Estimation and inverse problems

Most aforementioned tasks lead to image-based inverse, possibly ill-posed, problems. While some of them can be solved with well-established estimation techniques, others will necessitate the design of new strategies. In this perspective, we consider in this research axis several fundamental aspects of estimation, common to our problems, such as sampling methods,traditional optimization methods, or end-to-end learning methods for pose estimation.

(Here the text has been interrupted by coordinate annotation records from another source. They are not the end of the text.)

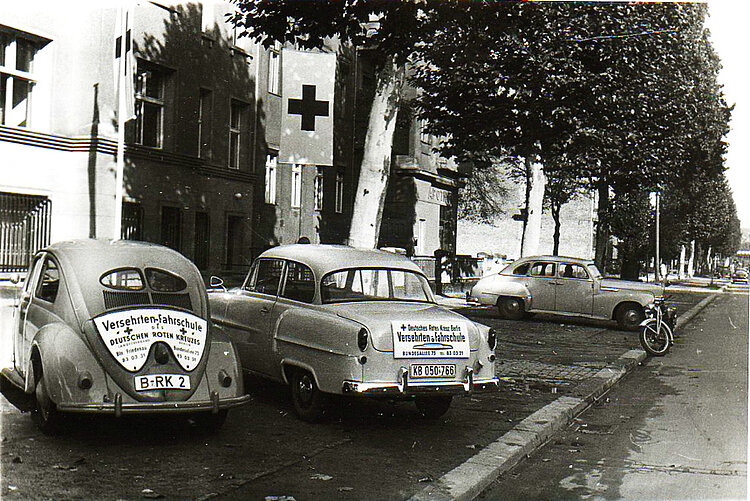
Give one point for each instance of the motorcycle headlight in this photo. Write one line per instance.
(492, 338)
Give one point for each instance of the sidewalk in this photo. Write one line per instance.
(470, 478)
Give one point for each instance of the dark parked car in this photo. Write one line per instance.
(120, 327)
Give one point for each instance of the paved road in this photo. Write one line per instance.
(367, 450)
(676, 428)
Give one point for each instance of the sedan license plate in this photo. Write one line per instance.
(162, 382)
(432, 370)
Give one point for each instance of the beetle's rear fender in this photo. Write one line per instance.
(223, 361)
(66, 362)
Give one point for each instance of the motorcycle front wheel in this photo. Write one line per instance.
(655, 341)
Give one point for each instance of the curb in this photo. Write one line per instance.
(469, 479)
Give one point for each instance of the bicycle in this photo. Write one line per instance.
(657, 330)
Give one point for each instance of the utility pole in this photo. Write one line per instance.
(657, 268)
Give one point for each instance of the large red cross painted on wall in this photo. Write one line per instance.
(308, 107)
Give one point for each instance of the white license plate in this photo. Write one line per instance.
(432, 370)
(162, 382)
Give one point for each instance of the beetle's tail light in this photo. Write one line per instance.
(362, 339)
(85, 381)
(492, 338)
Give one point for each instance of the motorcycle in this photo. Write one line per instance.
(657, 330)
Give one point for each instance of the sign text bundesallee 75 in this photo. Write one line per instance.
(129, 334)
(430, 340)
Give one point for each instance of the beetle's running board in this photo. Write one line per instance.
(117, 407)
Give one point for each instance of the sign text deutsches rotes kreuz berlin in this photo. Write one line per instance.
(430, 339)
(129, 335)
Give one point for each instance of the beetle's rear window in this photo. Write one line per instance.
(124, 279)
(163, 281)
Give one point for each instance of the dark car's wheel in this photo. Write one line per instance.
(433, 407)
(209, 422)
(310, 403)
(45, 413)
(511, 308)
(630, 316)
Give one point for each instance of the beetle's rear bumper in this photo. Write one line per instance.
(117, 407)
(406, 387)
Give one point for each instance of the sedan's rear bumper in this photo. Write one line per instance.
(117, 407)
(406, 387)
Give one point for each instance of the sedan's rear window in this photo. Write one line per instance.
(369, 284)
(163, 281)
(124, 279)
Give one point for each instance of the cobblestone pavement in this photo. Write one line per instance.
(369, 449)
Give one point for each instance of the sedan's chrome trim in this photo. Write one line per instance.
(404, 387)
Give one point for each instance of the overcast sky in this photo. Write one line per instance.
(729, 22)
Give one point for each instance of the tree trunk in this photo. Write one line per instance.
(537, 181)
(681, 273)
(602, 231)
(556, 208)
(369, 198)
(630, 267)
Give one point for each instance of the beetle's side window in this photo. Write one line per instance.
(268, 276)
(543, 270)
(49, 284)
(570, 270)
(522, 270)
(300, 283)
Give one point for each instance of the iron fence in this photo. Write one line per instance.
(24, 228)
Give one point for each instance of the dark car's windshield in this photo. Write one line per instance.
(374, 284)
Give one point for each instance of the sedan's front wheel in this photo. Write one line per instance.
(511, 308)
(433, 407)
(310, 403)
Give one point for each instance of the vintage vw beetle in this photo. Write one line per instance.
(120, 327)
(565, 286)
(329, 319)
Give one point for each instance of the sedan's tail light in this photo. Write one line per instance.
(492, 338)
(362, 339)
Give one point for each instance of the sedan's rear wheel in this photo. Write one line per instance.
(433, 407)
(511, 308)
(310, 403)
(45, 413)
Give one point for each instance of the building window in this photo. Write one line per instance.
(339, 192)
(271, 164)
(423, 135)
(318, 189)
(205, 113)
(149, 95)
(274, 71)
(296, 186)
(17, 80)
(202, 240)
(132, 221)
(236, 121)
(235, 240)
(171, 227)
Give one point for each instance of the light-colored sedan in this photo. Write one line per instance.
(329, 319)
(567, 286)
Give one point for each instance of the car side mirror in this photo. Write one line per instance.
(216, 283)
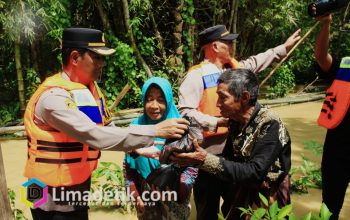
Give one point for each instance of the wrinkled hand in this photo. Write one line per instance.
(140, 205)
(188, 159)
(172, 128)
(222, 122)
(150, 152)
(292, 40)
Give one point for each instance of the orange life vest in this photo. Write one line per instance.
(337, 99)
(53, 157)
(210, 74)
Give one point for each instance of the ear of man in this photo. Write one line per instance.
(245, 97)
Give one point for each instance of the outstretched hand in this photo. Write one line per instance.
(188, 159)
(172, 128)
(292, 40)
(150, 152)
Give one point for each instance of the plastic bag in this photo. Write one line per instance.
(167, 176)
(184, 144)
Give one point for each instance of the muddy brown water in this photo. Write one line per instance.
(301, 123)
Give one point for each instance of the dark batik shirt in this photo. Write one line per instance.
(260, 151)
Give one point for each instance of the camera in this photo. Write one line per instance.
(326, 6)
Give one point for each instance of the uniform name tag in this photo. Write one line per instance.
(83, 97)
(211, 80)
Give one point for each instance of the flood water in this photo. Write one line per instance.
(301, 123)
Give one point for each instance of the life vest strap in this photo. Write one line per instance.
(60, 149)
(59, 144)
(57, 161)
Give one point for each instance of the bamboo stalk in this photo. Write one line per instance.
(289, 53)
(120, 97)
(5, 207)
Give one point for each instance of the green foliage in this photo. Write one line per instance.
(108, 178)
(122, 69)
(188, 18)
(273, 212)
(32, 81)
(281, 82)
(18, 214)
(309, 173)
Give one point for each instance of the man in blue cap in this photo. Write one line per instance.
(67, 122)
(198, 99)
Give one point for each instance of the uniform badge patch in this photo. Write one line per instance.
(70, 104)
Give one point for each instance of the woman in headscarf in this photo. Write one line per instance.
(157, 99)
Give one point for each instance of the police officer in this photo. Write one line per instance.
(198, 99)
(67, 123)
(334, 116)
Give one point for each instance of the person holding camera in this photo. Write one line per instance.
(335, 116)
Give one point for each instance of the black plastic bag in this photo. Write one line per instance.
(167, 176)
(184, 144)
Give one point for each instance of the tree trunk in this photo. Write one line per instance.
(103, 15)
(178, 33)
(5, 208)
(191, 34)
(19, 75)
(35, 59)
(233, 24)
(158, 35)
(132, 40)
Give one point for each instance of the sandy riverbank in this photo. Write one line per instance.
(301, 123)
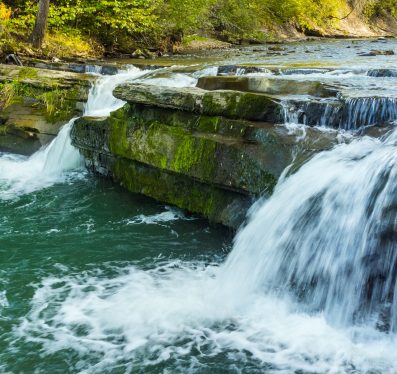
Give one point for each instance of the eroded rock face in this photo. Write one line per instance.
(230, 104)
(270, 86)
(41, 102)
(210, 165)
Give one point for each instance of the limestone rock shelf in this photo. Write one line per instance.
(209, 152)
(40, 103)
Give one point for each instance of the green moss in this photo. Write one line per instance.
(27, 73)
(209, 201)
(56, 105)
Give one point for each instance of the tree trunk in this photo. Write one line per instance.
(41, 23)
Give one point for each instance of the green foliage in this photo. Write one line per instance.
(376, 8)
(54, 104)
(126, 25)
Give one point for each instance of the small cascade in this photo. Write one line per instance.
(347, 114)
(302, 71)
(382, 73)
(328, 237)
(51, 164)
(225, 70)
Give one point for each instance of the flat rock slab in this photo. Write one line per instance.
(44, 78)
(265, 85)
(230, 104)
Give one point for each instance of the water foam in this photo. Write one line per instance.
(286, 300)
(55, 162)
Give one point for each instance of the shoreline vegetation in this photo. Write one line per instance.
(76, 29)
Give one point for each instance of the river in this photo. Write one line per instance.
(94, 279)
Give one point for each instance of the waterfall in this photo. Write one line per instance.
(347, 114)
(328, 237)
(54, 162)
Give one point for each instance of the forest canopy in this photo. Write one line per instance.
(127, 24)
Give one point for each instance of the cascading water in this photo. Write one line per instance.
(52, 163)
(333, 245)
(310, 285)
(347, 114)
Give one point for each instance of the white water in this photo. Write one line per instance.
(293, 293)
(55, 162)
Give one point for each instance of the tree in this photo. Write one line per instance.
(41, 23)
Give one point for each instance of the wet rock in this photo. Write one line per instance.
(265, 85)
(376, 52)
(382, 73)
(28, 124)
(13, 59)
(241, 105)
(109, 70)
(210, 165)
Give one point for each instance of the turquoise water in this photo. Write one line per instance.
(85, 229)
(94, 279)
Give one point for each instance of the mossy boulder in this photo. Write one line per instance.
(210, 165)
(229, 104)
(270, 86)
(37, 102)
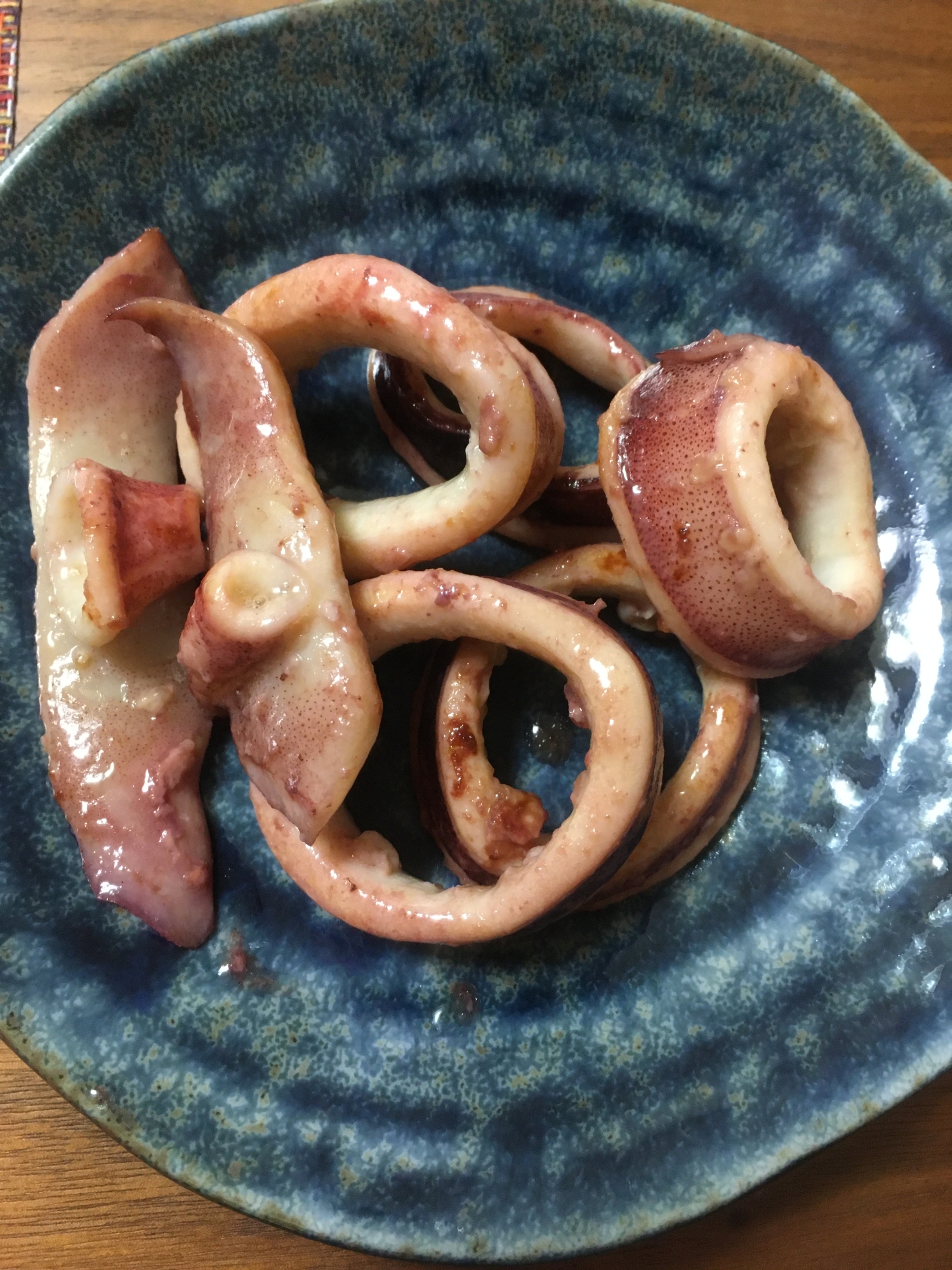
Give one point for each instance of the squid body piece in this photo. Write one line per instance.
(272, 636)
(360, 300)
(124, 735)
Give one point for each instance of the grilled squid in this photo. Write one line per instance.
(357, 300)
(271, 637)
(359, 877)
(117, 545)
(430, 436)
(124, 735)
(484, 827)
(741, 486)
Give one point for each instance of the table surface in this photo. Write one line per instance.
(876, 1201)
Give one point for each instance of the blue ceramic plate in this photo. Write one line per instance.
(623, 1071)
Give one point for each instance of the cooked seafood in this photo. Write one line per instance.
(124, 735)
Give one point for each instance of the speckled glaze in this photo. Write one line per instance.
(625, 1070)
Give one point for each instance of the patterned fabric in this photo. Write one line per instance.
(10, 40)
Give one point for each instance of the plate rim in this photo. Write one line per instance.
(119, 77)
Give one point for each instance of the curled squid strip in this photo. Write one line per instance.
(430, 436)
(484, 827)
(272, 636)
(119, 544)
(357, 300)
(124, 735)
(359, 878)
(741, 486)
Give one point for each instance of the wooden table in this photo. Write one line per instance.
(880, 1200)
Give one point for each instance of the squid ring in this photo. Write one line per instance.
(359, 878)
(741, 486)
(360, 300)
(484, 827)
(428, 435)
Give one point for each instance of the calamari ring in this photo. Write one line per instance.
(360, 300)
(484, 827)
(741, 486)
(357, 877)
(428, 435)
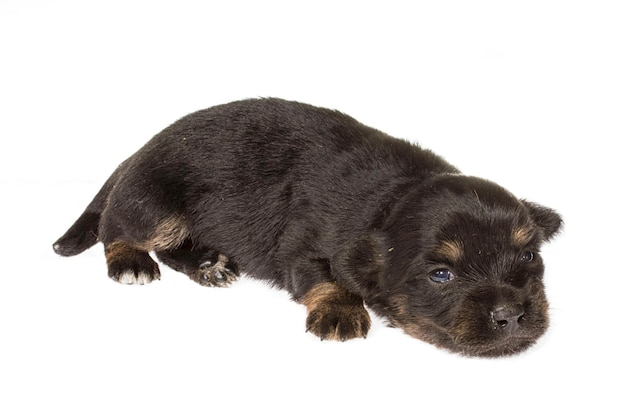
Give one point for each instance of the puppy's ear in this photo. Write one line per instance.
(548, 220)
(359, 266)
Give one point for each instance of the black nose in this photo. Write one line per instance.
(508, 317)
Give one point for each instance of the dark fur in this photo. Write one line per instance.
(335, 212)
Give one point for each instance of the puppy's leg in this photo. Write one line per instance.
(127, 244)
(206, 267)
(129, 265)
(334, 313)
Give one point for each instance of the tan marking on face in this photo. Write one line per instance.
(451, 250)
(170, 233)
(520, 236)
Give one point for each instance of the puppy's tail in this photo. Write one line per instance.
(84, 232)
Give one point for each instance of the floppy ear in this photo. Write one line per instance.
(359, 266)
(548, 220)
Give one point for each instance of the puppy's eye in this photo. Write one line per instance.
(441, 275)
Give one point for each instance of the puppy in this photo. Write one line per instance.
(338, 214)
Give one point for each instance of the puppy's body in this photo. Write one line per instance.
(333, 211)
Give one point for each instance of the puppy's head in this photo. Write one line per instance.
(459, 267)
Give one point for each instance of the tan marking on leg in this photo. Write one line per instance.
(334, 313)
(451, 250)
(170, 233)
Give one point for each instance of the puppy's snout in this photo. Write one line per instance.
(508, 317)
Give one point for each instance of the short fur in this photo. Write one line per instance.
(338, 214)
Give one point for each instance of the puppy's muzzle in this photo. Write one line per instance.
(508, 318)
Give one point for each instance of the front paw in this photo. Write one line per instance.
(339, 323)
(220, 273)
(335, 314)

  • Optimization, variational calculus and numerical schemes

    We are interested in non-convex optimization problems, especially those raised by variational calculus. While the convergence of numerical schemes is well established for convex problems, this is not always the case for non-convex functionals. Our aim is to continue the work already carried out in the biconvex framework 6, and extend it to primal-dual algorithms. We especially want to address energy minimization problems where the energy is convex with respect to each variable, but non-convex with respect to the pair of variables.

    Another research topic is to investigate new neural architectures adapted to non-Euclidean data, and also to plug variational methods into deep learning approaches to regularize the results. The obtained theoretical results will be applied to image colorization, with the idea to reduce artefacts caused both by a lack of regularization and by the non-Euclidean structure of color information as perceived by the human visual system.

  • Machine learning for physical problems

    We aim at continuing our efforts towards supervised and unsupervised learning for estimation problems. Concerning supervised learning, we intend to investigate further the opportunities offered by neural network estimation of displacement and strain fields in experimental mechanics that we have recently introduced with colleagues in mechanics and signal processing 8. Besides, we also aim at developing unsupervised learning in problems where a quantity has to be estimated over a spatio-temporal domain, which is a recent trend in several application domains. Neural networks are indeed universal approximators whose derivative can be exactly computed with the backpropagation algorithm, which is supposed to make them robust to acquisition noise.